Our friend Chris — from way back in the hazy past of high school — stopped by for the day. He was in Florida for a bunch of family-related things (weddings and some vacation and stuff.)
Nothing more helpful than a steady, extra pair of hands to work on a fiddly little job. We look to keep our anchors lashed down solidly; but the lashing isn't always enough security.
A few times, now, we've had an anchor jump out of its roller and chafe through it's lashings.
Most recently, this happened when we were out in 6' seas. See "Bail Out— Plan B — Abort Abort." The line we used to keep the anchor from bouncing all around the bowsprit finally chafed through. CA suggested we use some wire rope that won't easily chafe through.
Chris and I bought some clamps, cut some wire rope and didn't drop a nut or a tool into the Ortega River. Total Victory.

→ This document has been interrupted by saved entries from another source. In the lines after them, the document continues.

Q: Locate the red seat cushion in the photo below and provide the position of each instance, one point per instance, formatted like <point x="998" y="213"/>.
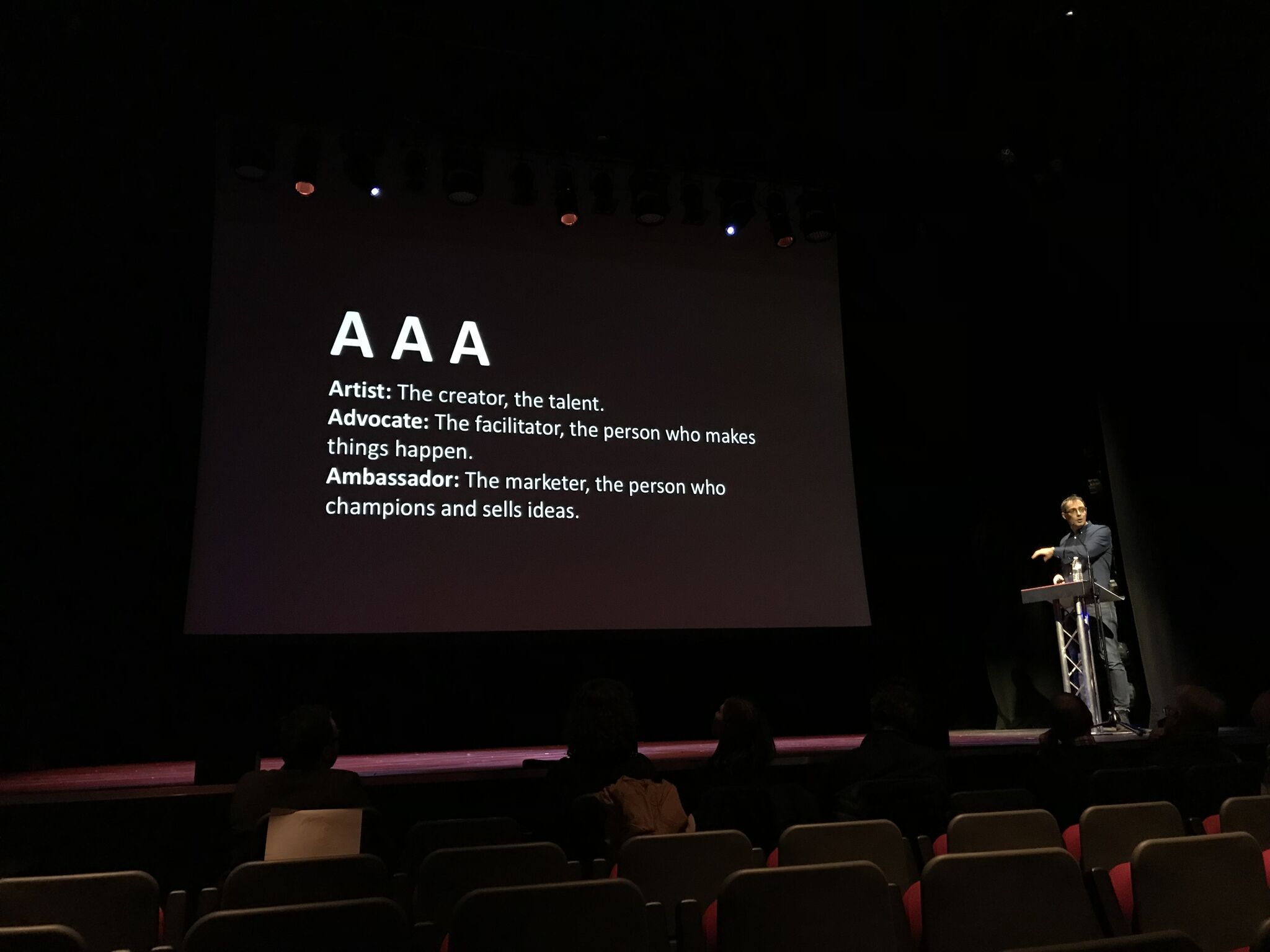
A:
<point x="1122" y="881"/>
<point x="1072" y="840"/>
<point x="913" y="909"/>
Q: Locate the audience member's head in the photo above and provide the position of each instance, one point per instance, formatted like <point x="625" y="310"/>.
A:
<point x="1196" y="711"/>
<point x="601" y="723"/>
<point x="895" y="706"/>
<point x="1261" y="712"/>
<point x="1070" y="720"/>
<point x="746" y="746"/>
<point x="310" y="739"/>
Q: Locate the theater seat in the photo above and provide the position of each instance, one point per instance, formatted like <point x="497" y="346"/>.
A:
<point x="1210" y="888"/>
<point x="830" y="908"/>
<point x="41" y="938"/>
<point x="991" y="801"/>
<point x="1072" y="840"/>
<point x="117" y="910"/>
<point x="285" y="883"/>
<point x="1013" y="829"/>
<point x="609" y="914"/>
<point x="1169" y="941"/>
<point x="448" y="875"/>
<point x="351" y="926"/>
<point x="683" y="866"/>
<point x="1248" y="815"/>
<point x="995" y="901"/>
<point x="876" y="840"/>
<point x="1109" y="834"/>
<point x="426" y="837"/>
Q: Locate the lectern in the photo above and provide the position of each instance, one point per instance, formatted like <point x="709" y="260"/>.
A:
<point x="1077" y="655"/>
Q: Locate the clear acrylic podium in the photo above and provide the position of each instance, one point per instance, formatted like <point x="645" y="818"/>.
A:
<point x="1077" y="654"/>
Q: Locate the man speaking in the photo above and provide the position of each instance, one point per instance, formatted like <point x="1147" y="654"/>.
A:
<point x="1091" y="544"/>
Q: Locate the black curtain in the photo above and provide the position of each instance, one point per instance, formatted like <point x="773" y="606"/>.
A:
<point x="1186" y="426"/>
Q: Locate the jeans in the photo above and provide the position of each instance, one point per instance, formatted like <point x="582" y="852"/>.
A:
<point x="1109" y="649"/>
<point x="1118" y="677"/>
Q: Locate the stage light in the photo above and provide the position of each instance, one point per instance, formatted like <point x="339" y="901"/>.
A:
<point x="522" y="184"/>
<point x="252" y="146"/>
<point x="464" y="175"/>
<point x="735" y="205"/>
<point x="567" y="197"/>
<point x="817" y="213"/>
<point x="602" y="192"/>
<point x="308" y="154"/>
<point x="651" y="201"/>
<point x="693" y="197"/>
<point x="362" y="152"/>
<point x="414" y="165"/>
<point x="360" y="170"/>
<point x="779" y="220"/>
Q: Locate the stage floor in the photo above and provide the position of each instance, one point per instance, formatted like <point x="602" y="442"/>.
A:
<point x="177" y="778"/>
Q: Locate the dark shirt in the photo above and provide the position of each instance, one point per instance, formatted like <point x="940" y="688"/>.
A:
<point x="1091" y="544"/>
<point x="887" y="756"/>
<point x="259" y="791"/>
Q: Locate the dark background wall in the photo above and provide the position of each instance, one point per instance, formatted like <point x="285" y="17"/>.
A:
<point x="990" y="302"/>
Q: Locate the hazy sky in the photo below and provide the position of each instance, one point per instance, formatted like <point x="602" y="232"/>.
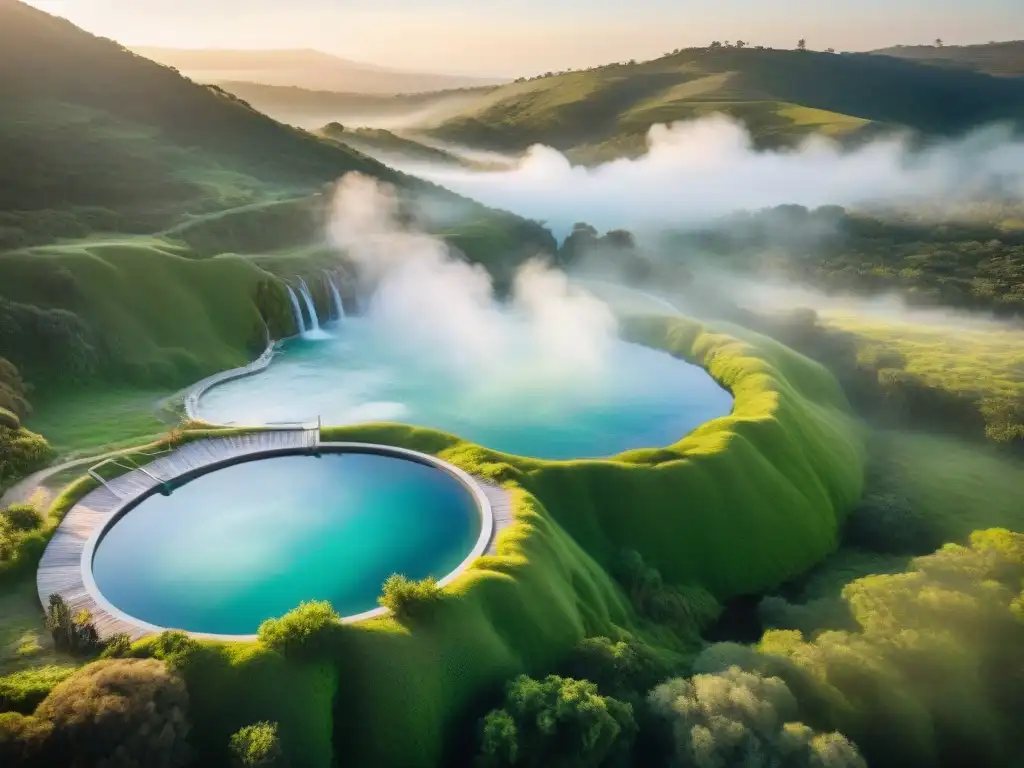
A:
<point x="513" y="37"/>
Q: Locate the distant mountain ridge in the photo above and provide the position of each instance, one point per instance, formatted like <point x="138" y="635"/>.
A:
<point x="304" y="69"/>
<point x="602" y="113"/>
<point x="1003" y="59"/>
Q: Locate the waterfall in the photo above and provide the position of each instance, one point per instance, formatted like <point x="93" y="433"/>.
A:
<point x="296" y="311"/>
<point x="339" y="308"/>
<point x="307" y="297"/>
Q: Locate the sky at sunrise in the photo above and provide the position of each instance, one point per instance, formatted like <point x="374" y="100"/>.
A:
<point x="522" y="37"/>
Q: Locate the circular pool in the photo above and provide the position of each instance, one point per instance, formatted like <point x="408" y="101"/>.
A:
<point x="251" y="541"/>
<point x="642" y="397"/>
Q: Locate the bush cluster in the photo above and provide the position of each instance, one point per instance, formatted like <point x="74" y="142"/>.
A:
<point x="22" y="453"/>
<point x="556" y="722"/>
<point x="410" y="600"/>
<point x="73" y="633"/>
<point x="112" y="713"/>
<point x="738" y="718"/>
<point x="257" y="747"/>
<point x="931" y="676"/>
<point x="308" y="631"/>
<point x="686" y="609"/>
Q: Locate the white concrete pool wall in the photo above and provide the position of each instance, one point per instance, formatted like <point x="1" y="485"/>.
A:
<point x="66" y="567"/>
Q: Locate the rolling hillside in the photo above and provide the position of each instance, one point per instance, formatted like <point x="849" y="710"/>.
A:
<point x="311" y="109"/>
<point x="1003" y="59"/>
<point x="143" y="218"/>
<point x="781" y="95"/>
<point x="304" y="69"/>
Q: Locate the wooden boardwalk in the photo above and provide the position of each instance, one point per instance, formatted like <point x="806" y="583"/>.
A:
<point x="66" y="565"/>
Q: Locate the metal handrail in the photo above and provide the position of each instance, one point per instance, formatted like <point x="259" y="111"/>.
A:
<point x="130" y="467"/>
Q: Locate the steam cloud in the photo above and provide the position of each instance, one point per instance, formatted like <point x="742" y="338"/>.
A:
<point x="426" y="298"/>
<point x="700" y="170"/>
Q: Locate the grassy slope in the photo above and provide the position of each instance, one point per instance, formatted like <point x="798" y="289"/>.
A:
<point x="974" y="361"/>
<point x="1004" y="59"/>
<point x="313" y="108"/>
<point x="781" y="95"/>
<point x="743" y="503"/>
<point x="104" y="127"/>
<point x="979" y="367"/>
<point x="93" y="137"/>
<point x="83" y="421"/>
<point x="961" y="485"/>
<point x="164" y="318"/>
<point x="384" y="144"/>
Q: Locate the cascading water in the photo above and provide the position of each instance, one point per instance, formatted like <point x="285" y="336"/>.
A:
<point x="339" y="308"/>
<point x="308" y="298"/>
<point x="297" y="311"/>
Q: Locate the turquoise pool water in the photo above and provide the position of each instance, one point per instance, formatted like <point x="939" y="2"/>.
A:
<point x="642" y="397"/>
<point x="252" y="541"/>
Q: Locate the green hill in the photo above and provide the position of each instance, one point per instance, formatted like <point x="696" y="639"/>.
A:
<point x="311" y="109"/>
<point x="119" y="177"/>
<point x="386" y="145"/>
<point x="1003" y="59"/>
<point x="781" y="95"/>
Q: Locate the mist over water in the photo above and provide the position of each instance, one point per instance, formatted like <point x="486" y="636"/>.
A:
<point x="540" y="373"/>
<point x="696" y="171"/>
<point x="433" y="302"/>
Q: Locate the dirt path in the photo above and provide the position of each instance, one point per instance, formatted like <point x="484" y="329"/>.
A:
<point x="32" y="487"/>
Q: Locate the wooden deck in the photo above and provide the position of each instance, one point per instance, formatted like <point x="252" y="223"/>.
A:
<point x="66" y="566"/>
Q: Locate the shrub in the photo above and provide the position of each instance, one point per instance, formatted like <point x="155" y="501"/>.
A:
<point x="24" y="741"/>
<point x="9" y="420"/>
<point x="13" y="402"/>
<point x="686" y="609"/>
<point x="307" y="631"/>
<point x="556" y="722"/>
<point x="120" y="712"/>
<point x="932" y="674"/>
<point x="23" y="517"/>
<point x="72" y="634"/>
<point x="117" y="646"/>
<point x="22" y="691"/>
<point x="410" y="600"/>
<point x="257" y="747"/>
<point x="621" y="669"/>
<point x="888" y="523"/>
<point x="22" y="453"/>
<point x="174" y="647"/>
<point x="743" y="719"/>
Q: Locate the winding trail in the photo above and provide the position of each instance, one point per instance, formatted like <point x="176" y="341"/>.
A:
<point x="27" y="487"/>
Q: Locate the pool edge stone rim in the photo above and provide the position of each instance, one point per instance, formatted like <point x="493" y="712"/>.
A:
<point x="66" y="567"/>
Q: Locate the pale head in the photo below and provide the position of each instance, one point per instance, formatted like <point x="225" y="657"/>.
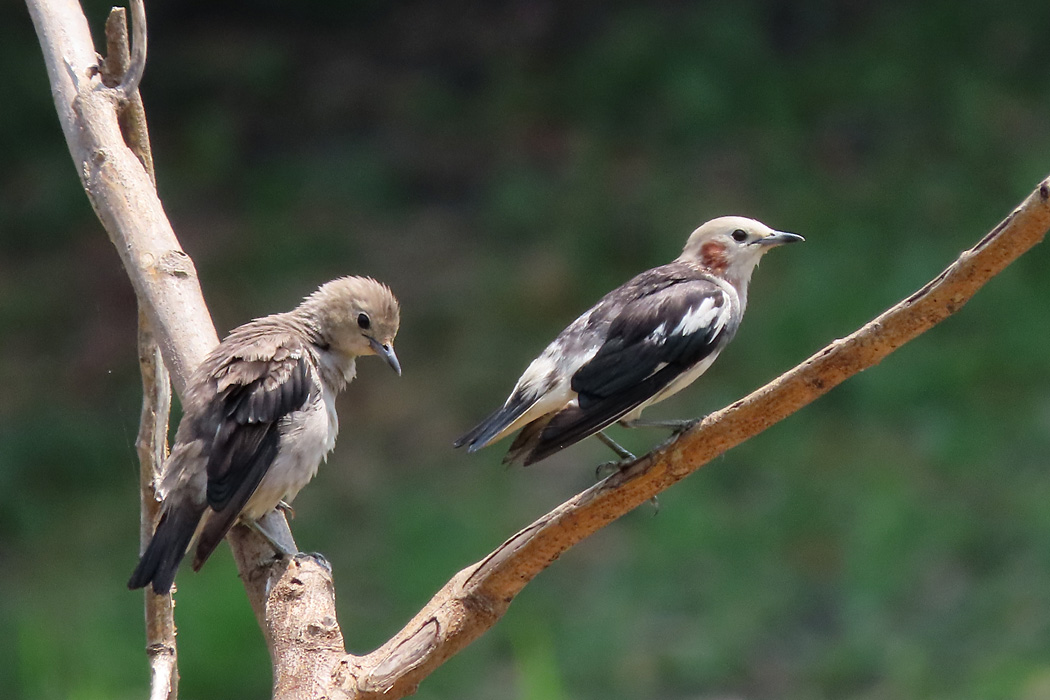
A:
<point x="731" y="247"/>
<point x="356" y="316"/>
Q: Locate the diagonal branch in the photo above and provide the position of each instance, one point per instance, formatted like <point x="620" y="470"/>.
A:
<point x="478" y="595"/>
<point x="295" y="602"/>
<point x="152" y="439"/>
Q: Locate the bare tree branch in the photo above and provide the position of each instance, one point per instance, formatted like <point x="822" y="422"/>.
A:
<point x="295" y="602"/>
<point x="123" y="195"/>
<point x="478" y="595"/>
<point x="152" y="440"/>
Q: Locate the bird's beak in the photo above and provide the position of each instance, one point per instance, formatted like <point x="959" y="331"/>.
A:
<point x="386" y="352"/>
<point x="779" y="238"/>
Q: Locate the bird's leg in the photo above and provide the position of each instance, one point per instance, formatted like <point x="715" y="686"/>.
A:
<point x="675" y="426"/>
<point x="610" y="467"/>
<point x="277" y="547"/>
<point x="622" y="452"/>
<point x="287" y="509"/>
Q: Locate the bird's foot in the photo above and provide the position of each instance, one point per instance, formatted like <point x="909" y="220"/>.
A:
<point x="609" y="468"/>
<point x="279" y="549"/>
<point x="624" y="453"/>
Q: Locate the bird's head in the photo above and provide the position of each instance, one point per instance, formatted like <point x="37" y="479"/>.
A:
<point x="731" y="247"/>
<point x="357" y="316"/>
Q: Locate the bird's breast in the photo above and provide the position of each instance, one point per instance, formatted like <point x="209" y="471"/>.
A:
<point x="307" y="437"/>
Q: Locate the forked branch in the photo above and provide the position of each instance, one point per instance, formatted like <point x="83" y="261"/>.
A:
<point x="295" y="602"/>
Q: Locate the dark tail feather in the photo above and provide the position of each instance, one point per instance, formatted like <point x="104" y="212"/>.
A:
<point x="565" y="428"/>
<point x="166" y="550"/>
<point x="492" y="425"/>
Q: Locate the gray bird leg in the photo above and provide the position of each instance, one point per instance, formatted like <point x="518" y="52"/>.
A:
<point x="287" y="509"/>
<point x="625" y="458"/>
<point x="621" y="451"/>
<point x="274" y="542"/>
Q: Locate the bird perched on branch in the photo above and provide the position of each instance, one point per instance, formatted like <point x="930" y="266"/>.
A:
<point x="259" y="417"/>
<point x="641" y="343"/>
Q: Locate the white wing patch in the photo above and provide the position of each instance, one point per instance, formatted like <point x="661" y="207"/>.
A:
<point x="700" y="317"/>
<point x="658" y="334"/>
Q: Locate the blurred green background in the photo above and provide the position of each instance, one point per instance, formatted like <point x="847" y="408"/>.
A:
<point x="501" y="166"/>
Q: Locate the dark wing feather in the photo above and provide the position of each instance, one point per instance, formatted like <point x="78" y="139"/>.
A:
<point x="256" y="386"/>
<point x="639" y="358"/>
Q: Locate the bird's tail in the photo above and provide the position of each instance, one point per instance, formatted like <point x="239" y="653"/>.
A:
<point x="500" y="421"/>
<point x="166" y="550"/>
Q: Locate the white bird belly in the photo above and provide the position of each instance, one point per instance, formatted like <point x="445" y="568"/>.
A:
<point x="679" y="382"/>
<point x="307" y="437"/>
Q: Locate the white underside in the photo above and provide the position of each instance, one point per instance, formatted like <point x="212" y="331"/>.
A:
<point x="302" y="448"/>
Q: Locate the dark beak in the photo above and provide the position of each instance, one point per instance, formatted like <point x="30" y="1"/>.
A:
<point x="779" y="238"/>
<point x="386" y="353"/>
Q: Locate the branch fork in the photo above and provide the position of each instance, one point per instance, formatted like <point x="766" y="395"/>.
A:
<point x="294" y="599"/>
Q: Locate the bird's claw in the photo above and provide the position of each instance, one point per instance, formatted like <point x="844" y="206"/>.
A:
<point x="287" y="509"/>
<point x="609" y="468"/>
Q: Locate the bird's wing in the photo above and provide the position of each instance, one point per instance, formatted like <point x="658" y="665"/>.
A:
<point x="259" y="379"/>
<point x="657" y="336"/>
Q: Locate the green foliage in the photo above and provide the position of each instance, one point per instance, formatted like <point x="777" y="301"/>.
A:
<point x="502" y="166"/>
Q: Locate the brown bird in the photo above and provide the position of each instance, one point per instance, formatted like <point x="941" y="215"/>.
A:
<point x="259" y="417"/>
<point x="641" y="343"/>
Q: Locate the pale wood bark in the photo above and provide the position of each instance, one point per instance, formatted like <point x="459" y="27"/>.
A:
<point x="125" y="199"/>
<point x="295" y="601"/>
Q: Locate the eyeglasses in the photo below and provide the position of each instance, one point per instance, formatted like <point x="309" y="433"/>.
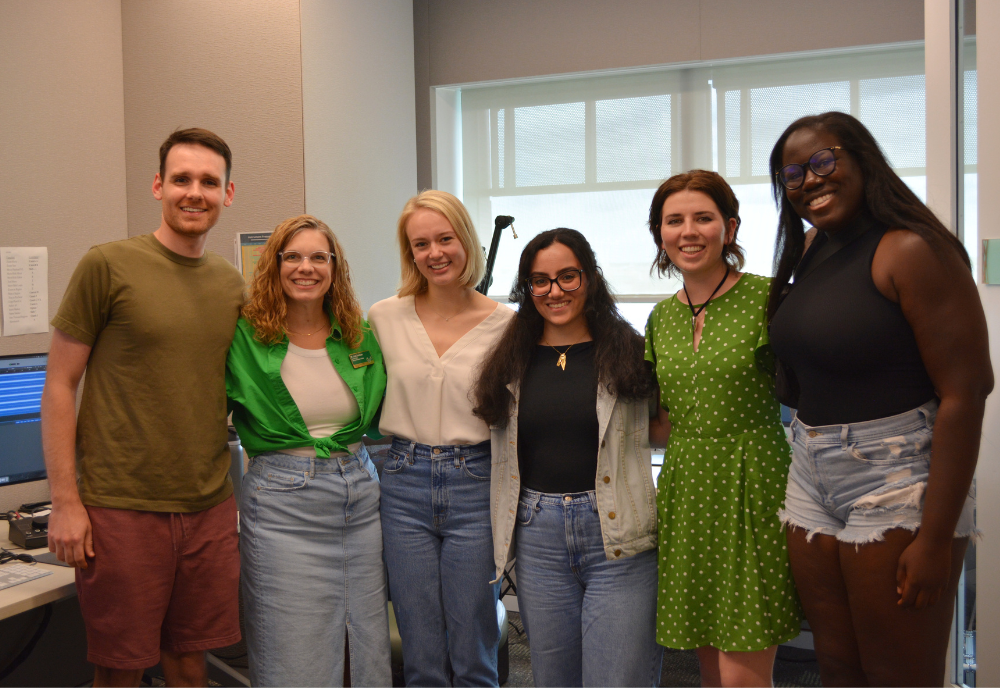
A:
<point x="569" y="280"/>
<point x="822" y="163"/>
<point x="316" y="258"/>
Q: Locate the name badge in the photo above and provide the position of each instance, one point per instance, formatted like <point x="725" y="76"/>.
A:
<point x="361" y="358"/>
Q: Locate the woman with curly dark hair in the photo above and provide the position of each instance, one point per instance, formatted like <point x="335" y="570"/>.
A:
<point x="567" y="395"/>
<point x="305" y="378"/>
<point x="883" y="339"/>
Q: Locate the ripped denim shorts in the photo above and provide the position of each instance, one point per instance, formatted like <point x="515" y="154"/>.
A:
<point x="859" y="480"/>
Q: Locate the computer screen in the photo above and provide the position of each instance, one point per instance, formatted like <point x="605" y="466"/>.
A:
<point x="21" y="380"/>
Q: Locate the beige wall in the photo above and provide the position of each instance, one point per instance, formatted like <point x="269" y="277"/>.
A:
<point x="62" y="146"/>
<point x="458" y="41"/>
<point x="360" y="148"/>
<point x="227" y="65"/>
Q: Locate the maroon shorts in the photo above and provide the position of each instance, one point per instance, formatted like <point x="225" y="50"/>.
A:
<point x="159" y="581"/>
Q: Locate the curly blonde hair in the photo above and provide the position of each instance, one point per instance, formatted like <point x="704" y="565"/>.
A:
<point x="411" y="281"/>
<point x="265" y="307"/>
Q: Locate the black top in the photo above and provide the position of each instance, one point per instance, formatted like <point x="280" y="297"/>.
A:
<point x="557" y="421"/>
<point x="853" y="352"/>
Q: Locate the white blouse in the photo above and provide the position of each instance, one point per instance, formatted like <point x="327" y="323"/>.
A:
<point x="428" y="398"/>
<point x="324" y="399"/>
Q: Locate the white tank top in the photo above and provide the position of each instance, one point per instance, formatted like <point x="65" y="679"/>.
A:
<point x="324" y="399"/>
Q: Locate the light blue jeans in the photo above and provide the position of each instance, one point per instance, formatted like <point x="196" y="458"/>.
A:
<point x="439" y="552"/>
<point x="311" y="554"/>
<point x="590" y="621"/>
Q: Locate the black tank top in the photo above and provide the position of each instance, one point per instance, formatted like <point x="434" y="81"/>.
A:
<point x="557" y="427"/>
<point x="851" y="349"/>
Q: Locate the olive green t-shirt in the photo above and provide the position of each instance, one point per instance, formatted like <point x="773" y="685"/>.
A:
<point x="151" y="433"/>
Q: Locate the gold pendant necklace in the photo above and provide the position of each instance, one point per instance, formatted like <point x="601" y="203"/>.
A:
<point x="561" y="362"/>
<point x="308" y="334"/>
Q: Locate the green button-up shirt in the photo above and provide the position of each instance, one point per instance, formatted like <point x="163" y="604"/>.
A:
<point x="264" y="413"/>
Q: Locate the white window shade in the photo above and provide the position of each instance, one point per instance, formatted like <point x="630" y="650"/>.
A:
<point x="587" y="152"/>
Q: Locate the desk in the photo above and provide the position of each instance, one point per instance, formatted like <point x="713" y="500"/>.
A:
<point x="41" y="591"/>
<point x="60" y="658"/>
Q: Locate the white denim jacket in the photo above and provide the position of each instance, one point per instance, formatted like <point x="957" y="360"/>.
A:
<point x="626" y="500"/>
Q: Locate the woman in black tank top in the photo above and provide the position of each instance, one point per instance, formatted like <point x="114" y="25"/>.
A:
<point x="881" y="332"/>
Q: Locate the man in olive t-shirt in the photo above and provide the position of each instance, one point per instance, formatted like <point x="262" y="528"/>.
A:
<point x="141" y="499"/>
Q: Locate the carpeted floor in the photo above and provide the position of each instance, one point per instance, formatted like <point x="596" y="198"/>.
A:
<point x="680" y="667"/>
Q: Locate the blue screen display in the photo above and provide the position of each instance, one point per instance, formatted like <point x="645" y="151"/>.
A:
<point x="21" y="381"/>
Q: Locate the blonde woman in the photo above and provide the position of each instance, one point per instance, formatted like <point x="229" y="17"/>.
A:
<point x="436" y="481"/>
<point x="305" y="378"/>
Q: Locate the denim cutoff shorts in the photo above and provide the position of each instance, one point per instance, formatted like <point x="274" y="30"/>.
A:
<point x="858" y="480"/>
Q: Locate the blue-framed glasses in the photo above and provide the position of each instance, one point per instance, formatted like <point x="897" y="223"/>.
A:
<point x="822" y="163"/>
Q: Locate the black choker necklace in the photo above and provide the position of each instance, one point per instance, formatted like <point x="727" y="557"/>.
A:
<point x="694" y="313"/>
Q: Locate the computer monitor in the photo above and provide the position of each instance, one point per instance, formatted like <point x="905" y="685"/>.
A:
<point x="21" y="380"/>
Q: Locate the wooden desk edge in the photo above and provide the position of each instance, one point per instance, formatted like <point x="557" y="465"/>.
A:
<point x="36" y="593"/>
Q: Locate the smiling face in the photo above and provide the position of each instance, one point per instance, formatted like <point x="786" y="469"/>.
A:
<point x="562" y="310"/>
<point x="693" y="232"/>
<point x="437" y="252"/>
<point x="828" y="203"/>
<point x="193" y="189"/>
<point x="306" y="282"/>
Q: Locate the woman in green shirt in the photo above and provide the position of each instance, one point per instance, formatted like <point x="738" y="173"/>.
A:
<point x="305" y="377"/>
<point x="725" y="586"/>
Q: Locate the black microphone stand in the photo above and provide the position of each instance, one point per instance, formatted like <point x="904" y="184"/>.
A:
<point x="501" y="223"/>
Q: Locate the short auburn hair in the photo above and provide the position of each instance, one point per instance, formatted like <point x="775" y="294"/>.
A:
<point x="198" y="137"/>
<point x="410" y="280"/>
<point x="715" y="187"/>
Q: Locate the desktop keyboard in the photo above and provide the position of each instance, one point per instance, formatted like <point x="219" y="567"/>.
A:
<point x="15" y="574"/>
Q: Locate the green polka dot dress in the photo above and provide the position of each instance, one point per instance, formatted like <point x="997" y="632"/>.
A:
<point x="723" y="563"/>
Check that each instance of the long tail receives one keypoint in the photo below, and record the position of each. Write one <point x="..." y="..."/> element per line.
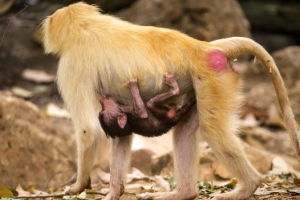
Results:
<point x="237" y="45"/>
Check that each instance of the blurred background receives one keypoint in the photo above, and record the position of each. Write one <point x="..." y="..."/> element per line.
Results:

One of the Whitby Old Salts told us to wash our toe-rail once each year in a mixture of ammonia and water. It cleans the crud out of the teak's pores, restores the color and improves the longevity of the wood.
On the left is where CA scrubbed with ammonia and water: ½ c. ammonia in 1 gal. water. On the right is the grey toe rail with several years of salt and sun. Wow.
She's doing all the external teak as fast as she can. What a difference.